Gamification in the workplace uses elements of game playing — point scoring, competition among co-workers, prizes — to engage employees. As Gabe Zichermann, author of the upcoming book The Gamification Revolution, says in an interview with CIO: “Its about figuring out ways to create alignment with incentives and motivation. You increase productivity [and] performance and you can attract a higher-quality employee, this next generation of employees or millennials generation who bring with them their increased technology skills,” says Zichermann.

Companies with engaged employees perform better. Not only do they save billions of dollars in productivity and employee retention, but they also make more money. A recent Gallup study on the effect of employee engagement on organizations’ bottom line found top-quartile businesses outperform their bottom-quartile counterparts by 21 percent in profitability and 20 percent in productivity.

Gamification can also help companies get their employees involved in — and excited about — corporate environmental, health and safety initiatives.

Cool Choices is a nonprofit that helps organizations improve their sustainability performance and cut costs — to the tune of about $3.6 million annually to date.

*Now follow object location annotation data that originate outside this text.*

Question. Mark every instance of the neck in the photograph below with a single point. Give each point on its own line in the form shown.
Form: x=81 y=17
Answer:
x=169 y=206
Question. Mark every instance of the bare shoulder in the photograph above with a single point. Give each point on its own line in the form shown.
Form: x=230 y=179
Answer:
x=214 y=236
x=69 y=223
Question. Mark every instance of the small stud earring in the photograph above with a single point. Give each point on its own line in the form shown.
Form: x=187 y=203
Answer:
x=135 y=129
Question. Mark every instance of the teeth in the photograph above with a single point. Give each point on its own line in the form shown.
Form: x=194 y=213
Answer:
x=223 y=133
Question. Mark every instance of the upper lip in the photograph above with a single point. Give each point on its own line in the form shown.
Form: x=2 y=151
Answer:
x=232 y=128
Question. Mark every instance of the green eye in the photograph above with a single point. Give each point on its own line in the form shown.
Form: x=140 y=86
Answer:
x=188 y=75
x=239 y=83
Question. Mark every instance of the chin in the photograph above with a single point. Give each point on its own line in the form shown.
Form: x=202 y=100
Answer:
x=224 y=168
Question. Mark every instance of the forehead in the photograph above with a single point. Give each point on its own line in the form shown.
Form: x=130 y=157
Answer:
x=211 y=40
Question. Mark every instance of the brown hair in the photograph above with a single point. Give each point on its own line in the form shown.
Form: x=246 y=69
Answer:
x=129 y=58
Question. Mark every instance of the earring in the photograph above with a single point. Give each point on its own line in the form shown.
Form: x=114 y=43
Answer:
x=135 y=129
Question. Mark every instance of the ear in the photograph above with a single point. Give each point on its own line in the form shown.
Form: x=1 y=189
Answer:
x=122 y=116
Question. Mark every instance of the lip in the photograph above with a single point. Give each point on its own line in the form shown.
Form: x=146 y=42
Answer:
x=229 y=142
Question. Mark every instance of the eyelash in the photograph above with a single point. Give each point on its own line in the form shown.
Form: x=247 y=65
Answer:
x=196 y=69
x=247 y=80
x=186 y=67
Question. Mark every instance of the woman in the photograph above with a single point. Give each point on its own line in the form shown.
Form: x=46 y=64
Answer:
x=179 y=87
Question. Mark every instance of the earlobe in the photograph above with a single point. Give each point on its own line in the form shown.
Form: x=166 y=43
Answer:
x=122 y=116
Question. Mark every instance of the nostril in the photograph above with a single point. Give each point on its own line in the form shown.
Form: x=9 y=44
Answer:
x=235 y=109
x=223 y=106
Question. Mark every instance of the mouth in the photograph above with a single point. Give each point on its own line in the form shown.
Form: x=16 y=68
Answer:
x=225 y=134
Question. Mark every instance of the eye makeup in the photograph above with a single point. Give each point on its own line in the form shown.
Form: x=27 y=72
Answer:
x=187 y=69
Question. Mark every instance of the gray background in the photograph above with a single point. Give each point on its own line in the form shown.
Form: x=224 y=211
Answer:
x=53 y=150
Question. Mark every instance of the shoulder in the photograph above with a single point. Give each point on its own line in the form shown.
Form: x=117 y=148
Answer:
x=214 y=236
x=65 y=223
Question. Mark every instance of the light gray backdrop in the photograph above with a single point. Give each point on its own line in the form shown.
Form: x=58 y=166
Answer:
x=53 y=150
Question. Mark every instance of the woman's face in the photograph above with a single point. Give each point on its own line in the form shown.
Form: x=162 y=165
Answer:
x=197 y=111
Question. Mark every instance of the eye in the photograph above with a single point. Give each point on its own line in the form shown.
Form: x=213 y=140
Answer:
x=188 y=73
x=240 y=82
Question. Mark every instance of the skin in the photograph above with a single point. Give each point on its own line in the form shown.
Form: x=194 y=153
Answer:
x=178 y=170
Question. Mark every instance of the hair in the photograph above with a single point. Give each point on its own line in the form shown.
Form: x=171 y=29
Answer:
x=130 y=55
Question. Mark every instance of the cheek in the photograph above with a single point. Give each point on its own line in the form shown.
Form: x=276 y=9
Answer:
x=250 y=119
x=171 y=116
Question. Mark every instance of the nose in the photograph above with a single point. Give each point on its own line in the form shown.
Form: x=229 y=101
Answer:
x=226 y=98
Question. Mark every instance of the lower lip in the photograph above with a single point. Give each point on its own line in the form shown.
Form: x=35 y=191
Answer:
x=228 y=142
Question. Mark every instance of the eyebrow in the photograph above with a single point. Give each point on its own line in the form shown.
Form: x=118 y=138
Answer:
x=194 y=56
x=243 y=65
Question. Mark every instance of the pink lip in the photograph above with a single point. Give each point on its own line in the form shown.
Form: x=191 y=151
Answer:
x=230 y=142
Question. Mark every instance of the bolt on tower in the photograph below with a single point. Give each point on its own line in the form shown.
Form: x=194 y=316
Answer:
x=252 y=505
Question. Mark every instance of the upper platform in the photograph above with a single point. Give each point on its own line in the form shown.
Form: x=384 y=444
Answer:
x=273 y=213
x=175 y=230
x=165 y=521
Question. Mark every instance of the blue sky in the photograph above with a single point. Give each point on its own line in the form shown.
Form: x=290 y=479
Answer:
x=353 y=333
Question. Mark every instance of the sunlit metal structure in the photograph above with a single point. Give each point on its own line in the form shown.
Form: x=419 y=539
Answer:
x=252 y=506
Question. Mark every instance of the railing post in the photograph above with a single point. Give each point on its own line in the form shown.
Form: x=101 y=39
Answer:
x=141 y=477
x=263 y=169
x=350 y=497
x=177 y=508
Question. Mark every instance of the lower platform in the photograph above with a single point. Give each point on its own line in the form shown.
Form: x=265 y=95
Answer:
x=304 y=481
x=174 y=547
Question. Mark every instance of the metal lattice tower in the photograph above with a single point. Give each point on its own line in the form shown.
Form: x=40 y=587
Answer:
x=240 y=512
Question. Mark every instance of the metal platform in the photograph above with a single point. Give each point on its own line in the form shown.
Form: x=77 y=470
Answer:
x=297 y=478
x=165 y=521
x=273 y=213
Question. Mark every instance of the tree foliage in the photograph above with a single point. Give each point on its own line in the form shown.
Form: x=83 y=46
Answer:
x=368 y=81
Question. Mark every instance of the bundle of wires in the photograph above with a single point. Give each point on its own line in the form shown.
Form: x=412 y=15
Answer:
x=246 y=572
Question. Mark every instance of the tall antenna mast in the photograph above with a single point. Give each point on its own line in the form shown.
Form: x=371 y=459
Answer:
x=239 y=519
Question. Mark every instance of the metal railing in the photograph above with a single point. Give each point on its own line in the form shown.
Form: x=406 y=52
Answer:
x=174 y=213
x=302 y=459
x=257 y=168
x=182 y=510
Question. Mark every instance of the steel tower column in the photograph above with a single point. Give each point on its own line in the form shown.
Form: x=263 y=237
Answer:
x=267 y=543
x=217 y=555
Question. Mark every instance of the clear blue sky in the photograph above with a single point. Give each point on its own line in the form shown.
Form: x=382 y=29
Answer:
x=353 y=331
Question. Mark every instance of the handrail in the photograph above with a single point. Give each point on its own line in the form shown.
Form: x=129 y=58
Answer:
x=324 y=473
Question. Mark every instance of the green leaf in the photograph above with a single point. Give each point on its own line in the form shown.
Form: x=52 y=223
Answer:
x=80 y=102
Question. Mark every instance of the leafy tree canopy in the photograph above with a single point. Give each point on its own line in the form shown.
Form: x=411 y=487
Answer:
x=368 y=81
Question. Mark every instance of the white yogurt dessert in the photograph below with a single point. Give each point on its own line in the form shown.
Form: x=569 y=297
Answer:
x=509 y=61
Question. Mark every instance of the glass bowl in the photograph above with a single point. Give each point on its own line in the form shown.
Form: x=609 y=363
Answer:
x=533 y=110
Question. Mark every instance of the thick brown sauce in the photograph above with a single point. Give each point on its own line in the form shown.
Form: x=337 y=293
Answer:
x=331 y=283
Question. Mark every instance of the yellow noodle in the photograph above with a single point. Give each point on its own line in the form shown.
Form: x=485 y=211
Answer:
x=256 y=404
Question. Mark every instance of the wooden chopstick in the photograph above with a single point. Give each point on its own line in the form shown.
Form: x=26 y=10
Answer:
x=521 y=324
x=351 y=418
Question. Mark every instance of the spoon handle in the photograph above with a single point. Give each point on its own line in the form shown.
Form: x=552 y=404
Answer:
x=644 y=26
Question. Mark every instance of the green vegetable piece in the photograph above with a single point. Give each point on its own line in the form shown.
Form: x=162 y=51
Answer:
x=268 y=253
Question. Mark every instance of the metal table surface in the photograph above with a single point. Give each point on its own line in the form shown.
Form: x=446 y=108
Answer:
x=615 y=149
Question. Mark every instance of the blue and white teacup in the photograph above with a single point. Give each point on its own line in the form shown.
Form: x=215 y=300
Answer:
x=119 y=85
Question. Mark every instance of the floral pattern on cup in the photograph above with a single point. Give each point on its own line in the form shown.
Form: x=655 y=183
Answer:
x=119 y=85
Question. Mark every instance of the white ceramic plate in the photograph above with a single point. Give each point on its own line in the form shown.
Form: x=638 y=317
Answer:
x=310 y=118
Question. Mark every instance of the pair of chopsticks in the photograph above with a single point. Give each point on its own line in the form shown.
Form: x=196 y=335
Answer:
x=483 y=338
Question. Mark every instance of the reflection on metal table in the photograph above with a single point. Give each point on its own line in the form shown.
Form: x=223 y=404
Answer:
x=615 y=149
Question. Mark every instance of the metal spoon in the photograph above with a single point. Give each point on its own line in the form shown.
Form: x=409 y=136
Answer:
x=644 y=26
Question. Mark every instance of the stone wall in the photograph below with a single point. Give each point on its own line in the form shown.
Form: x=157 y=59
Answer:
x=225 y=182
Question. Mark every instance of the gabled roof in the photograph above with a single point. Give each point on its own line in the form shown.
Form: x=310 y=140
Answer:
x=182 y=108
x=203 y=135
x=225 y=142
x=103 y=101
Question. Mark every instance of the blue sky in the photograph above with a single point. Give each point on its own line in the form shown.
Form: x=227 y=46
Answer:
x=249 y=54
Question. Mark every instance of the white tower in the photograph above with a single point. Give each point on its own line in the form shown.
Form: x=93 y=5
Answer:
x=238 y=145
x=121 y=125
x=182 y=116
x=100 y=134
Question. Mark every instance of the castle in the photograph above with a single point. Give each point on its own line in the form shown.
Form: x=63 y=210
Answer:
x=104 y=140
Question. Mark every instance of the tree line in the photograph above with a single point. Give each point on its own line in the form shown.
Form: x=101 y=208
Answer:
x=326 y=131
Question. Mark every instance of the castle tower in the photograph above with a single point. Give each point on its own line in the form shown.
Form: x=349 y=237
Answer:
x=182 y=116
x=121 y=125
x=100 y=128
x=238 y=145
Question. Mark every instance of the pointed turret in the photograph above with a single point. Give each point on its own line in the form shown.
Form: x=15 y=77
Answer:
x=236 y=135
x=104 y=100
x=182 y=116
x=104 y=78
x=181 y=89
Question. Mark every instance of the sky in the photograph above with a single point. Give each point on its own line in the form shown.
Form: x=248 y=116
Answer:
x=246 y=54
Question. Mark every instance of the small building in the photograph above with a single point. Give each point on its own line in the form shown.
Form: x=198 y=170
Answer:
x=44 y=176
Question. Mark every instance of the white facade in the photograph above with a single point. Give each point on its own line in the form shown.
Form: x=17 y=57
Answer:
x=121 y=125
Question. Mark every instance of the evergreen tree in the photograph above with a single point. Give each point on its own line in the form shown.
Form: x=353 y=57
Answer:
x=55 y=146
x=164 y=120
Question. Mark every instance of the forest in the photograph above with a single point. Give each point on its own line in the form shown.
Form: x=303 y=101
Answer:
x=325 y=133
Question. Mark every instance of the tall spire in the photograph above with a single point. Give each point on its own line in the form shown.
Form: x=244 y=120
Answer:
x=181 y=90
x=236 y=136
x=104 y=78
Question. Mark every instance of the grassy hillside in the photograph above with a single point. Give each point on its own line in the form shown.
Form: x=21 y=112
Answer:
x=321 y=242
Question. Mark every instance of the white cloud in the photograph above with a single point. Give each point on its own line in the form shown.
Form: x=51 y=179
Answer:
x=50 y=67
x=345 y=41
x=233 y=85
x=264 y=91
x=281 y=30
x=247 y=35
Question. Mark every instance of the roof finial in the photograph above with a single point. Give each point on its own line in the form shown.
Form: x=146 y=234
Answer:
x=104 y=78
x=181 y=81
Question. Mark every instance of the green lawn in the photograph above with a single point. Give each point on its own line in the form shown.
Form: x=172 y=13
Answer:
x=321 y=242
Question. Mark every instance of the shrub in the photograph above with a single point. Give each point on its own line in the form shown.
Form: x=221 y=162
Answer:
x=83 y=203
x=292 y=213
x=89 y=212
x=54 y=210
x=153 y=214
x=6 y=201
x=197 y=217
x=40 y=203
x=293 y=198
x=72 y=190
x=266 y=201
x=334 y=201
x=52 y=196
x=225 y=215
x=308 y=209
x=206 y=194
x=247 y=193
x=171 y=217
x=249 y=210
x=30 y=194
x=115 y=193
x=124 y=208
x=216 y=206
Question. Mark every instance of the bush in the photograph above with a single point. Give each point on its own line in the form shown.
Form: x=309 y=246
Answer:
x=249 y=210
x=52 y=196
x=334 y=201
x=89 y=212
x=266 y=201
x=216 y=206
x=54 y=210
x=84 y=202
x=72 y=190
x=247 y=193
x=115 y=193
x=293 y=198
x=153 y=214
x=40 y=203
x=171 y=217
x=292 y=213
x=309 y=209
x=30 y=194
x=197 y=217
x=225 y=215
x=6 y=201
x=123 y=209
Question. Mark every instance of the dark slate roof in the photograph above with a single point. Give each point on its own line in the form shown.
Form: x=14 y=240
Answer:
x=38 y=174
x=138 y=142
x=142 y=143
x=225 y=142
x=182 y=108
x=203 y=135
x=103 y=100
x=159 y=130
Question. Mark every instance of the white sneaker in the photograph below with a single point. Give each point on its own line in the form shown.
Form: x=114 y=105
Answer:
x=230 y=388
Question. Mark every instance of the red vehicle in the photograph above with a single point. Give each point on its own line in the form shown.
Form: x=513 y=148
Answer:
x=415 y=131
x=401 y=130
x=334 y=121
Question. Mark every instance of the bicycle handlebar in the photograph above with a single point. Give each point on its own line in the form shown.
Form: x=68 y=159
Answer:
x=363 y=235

It does this through a game-based platform: employees play an online card game and earn points for making “cool choices,” actions that save money and help the environment.

The cards display a mix of home and work-related sustainability actions. They focus on water and emissions savings along with waste-reduction and recycling, such as walking or using public transit to get to work, turning off the computer monitor when not in use and properly recycle unused electronics.

Many of the actions are personal habits associated with employees’ home life, with the theory being that sustainable choices at home will carry over into sustainable choices in the workplace, explains Cool Choices’ Danika Brubaker. “We focus on personal habits so that individuals can see the personal benefits in their own wallet; because they are sharing these practices with their workplace colleagues, we see good spillover to workplace habits.”

Companies can also customize their employees’ cards to focus on specific facility-related environmental health and safety actions.